In your case, domain names are tokenized into list of terms as [techtarget, americanexpress, theamericanexpress, thefacebook]
.
Why query search for facebook
doesnot return anything?
Because, there is no facebook
term stored in the dictionary and hence search result return no data. Whats going on is that ES try to find search term facebook
in the dictionary but the dictionary only contain thefacebook
and hence search return no result.
Solution:
In order to match search term facebook
with thefacebook
, you need to wrap wildcards around your search term i.e. .*facebook
will match thefacebook
. However, you should know that using regex will have a performance overheads.

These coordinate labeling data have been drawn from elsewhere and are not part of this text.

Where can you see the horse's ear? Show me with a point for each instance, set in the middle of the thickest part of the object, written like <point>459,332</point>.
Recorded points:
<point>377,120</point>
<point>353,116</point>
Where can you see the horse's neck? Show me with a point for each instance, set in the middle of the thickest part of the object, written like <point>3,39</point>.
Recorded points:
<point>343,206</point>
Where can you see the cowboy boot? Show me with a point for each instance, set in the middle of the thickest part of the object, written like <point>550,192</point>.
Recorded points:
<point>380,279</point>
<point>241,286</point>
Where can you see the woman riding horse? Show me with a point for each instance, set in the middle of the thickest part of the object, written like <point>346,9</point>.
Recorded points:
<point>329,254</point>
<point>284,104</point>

Other workaround is that you can use synonyms. What synonyms does is that you can specify synonyms (list of alternative search terms) for your search terms. e.g. "facebook, thefacebook, facebooksocial, fb, fbook"
, with these synonyms, you can provide any of search term from these synonyms, the it will match with any of these synonyms. i.e. If your search term is facebook
and your domain is stored as thefacebook
then the search will be matched.
Also, for prioritization you need to first understand how scoring work in ES and then you can use Boosting.